Case No. 99-13921-13

Bank moved for stay relief under § 362(d)(1) claiming a lack of adequate protection of its interest in the stock it held under a pledge by debtor as collateral for a letter of credit, which it sought to liquidate. Bank argued lack of adequate protection principally because the stock may depreciate in value. Bank held a contingent secured claim as the DNR may demand an undetermined amount under the letter of credit. Once the DNR draw is made, Bank has the right to reimbursement from the proceeds of stocks pledged by debtor. Bank also sought relief under § 362(d)(2) and bears the initial burden of proving debtor has no equity in the stock. The presence of equity depends on the draw by the DNR under the letter of credit. It was found that because there is no part of the stock's value that is free from the contingent claim of Bank as of the date of the petition, debtor had no equity for purposes of § 362(d)(2)(A). It was also found that the maintenance of the stock was a benefit of the creditors as the cost of disposition to debtor would include a potentially substantial tax liability that would have to be paid as post-petition indebtedness which would certainly jeopardize debtor's ability to make payments on pre-petition debts. Although there may be a certain inevitablity to that expense, to permit Bank to accelerate the crisis by selling the stock before it lacks adequate protection and before the DNR draws on the letter of credit would undermine the feasibility of the plan. Bank's relief from stay was denied.

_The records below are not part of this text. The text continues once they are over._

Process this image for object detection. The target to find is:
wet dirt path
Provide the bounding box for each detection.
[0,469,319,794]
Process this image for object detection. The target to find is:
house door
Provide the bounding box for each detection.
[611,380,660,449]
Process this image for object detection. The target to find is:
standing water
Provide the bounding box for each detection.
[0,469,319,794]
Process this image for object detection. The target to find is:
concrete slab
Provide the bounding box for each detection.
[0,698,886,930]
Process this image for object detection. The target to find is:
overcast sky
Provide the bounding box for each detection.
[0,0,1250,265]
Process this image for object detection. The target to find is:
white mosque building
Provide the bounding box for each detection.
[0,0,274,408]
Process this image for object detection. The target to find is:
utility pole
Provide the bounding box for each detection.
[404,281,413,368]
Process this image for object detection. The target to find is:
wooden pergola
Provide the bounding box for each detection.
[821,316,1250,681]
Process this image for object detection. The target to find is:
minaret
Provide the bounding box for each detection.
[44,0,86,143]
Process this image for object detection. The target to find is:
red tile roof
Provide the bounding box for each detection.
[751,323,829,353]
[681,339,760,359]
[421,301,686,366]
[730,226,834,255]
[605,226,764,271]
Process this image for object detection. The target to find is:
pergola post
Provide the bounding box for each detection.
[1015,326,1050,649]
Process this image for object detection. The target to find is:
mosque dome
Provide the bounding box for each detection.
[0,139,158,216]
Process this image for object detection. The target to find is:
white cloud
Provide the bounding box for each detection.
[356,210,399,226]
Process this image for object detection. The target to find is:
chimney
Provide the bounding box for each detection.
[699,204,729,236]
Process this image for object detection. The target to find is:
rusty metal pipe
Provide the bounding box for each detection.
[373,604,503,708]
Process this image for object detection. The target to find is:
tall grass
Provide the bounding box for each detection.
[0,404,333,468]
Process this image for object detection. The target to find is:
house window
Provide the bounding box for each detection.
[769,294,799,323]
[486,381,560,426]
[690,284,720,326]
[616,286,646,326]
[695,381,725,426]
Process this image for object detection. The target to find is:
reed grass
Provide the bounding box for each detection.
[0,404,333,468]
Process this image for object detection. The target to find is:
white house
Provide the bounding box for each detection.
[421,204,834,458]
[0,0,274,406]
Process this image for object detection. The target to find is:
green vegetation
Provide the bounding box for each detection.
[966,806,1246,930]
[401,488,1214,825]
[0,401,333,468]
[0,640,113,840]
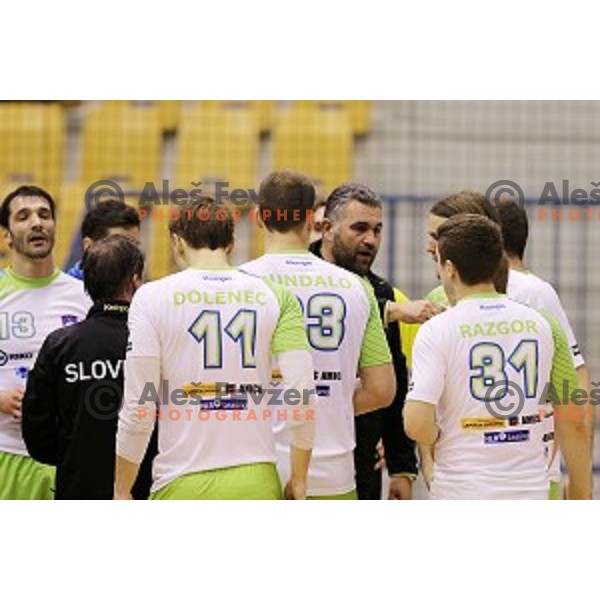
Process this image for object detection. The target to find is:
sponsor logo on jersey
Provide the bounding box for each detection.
[483,429,529,444]
[285,258,313,267]
[460,417,506,431]
[316,385,331,398]
[202,275,233,281]
[0,350,33,367]
[508,414,542,427]
[61,315,79,327]
[15,366,29,379]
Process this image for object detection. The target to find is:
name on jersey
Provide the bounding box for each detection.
[459,319,538,338]
[173,290,267,306]
[65,359,123,383]
[264,273,352,290]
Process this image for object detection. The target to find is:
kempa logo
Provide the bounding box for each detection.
[485,179,600,221]
[0,350,33,367]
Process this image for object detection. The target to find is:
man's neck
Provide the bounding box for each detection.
[454,281,498,302]
[10,253,54,279]
[265,230,309,253]
[321,240,335,265]
[508,256,526,271]
[185,248,230,269]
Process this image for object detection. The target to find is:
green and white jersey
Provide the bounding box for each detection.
[506,269,585,369]
[118,268,308,491]
[407,294,576,499]
[240,252,391,496]
[0,267,92,455]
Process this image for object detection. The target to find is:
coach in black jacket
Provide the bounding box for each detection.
[310,184,417,500]
[23,235,156,500]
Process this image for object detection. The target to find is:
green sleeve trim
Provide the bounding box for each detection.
[539,310,578,404]
[263,279,310,356]
[358,277,392,369]
[425,285,450,307]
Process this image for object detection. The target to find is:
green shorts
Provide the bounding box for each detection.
[150,463,283,500]
[308,490,358,500]
[548,481,563,500]
[0,452,56,500]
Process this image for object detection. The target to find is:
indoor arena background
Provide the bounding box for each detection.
[0,101,600,497]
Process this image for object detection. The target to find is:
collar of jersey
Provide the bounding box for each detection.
[265,248,312,256]
[458,292,506,302]
[5,267,61,288]
[188,266,238,271]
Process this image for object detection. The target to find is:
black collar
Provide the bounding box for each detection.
[87,300,130,319]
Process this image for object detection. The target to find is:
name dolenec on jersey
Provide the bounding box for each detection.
[0,268,91,455]
[240,252,391,496]
[408,295,576,499]
[125,268,308,490]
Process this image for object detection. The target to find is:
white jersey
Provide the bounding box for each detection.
[506,269,585,369]
[407,294,575,499]
[0,267,92,456]
[117,268,308,491]
[240,251,391,496]
[507,269,585,481]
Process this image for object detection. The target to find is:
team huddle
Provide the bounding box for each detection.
[0,170,592,500]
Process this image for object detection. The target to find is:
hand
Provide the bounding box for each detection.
[0,388,25,419]
[388,476,412,500]
[375,440,385,471]
[387,300,446,325]
[283,479,306,500]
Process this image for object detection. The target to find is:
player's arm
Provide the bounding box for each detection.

11 U.S.C. § 361 -- Adequate Protection
11 U.S.C. § 362(d) -- Relief from stay
11 U.S.C. § 362(g)(1)
11 U.S.C § 506(a) -- Determination of secured status
11 U.S.C. § 506(d) -- Lien valuation and strip down
11 U.S.C. § 1121(b)
11 U.S.C. § 1121(c)(2)
11 U.S.C. § 1322 -- Mortgage protection
11 U.S.C. § 1322(b)(2) -- Modification of rights of secured claimants
11 U.S.C. § 1325(a)(5)

Case No. 99-33728-7
Debtor stipulated to judgment of divorce assigning certain marital debts to each party, including a waiver of maintenance by debtor in exchange for Section 71 payments from ex-spouse. The stipulation also set forth that the Section 71 payments could not be modified unless one party dies or the debtor received an award for child support. When debtor failed to pay her debts from the divorce judgement, ex-spouse filed contempt proceedings in state court. Ex-spouse was awarded judgment of the unpaid debts from the divorce judgment, among other awards. Debtor then sought Chapter 7 relief and subsequently received her discharge. Almost a year later the ex-spouse petitioned the state court to revise the divorce judgment requesting a reduction of the Section 71 payments to reflect debtor's non-payment of bills which were imposed upon him as a result of debtor's bankruptcy. Debtor filed a motion to reopen her case in order to bring a contempt motion and leave was granted. It was found that the ex-spouse was estopped from moving to modify the Section 71 payments. It was also found that the ex-spouse was attempting to enforce a discharged debt and was sanctioned under § 524 for debtor's actual costs incurred in enforcing the discharge injunction of her bankruptcy.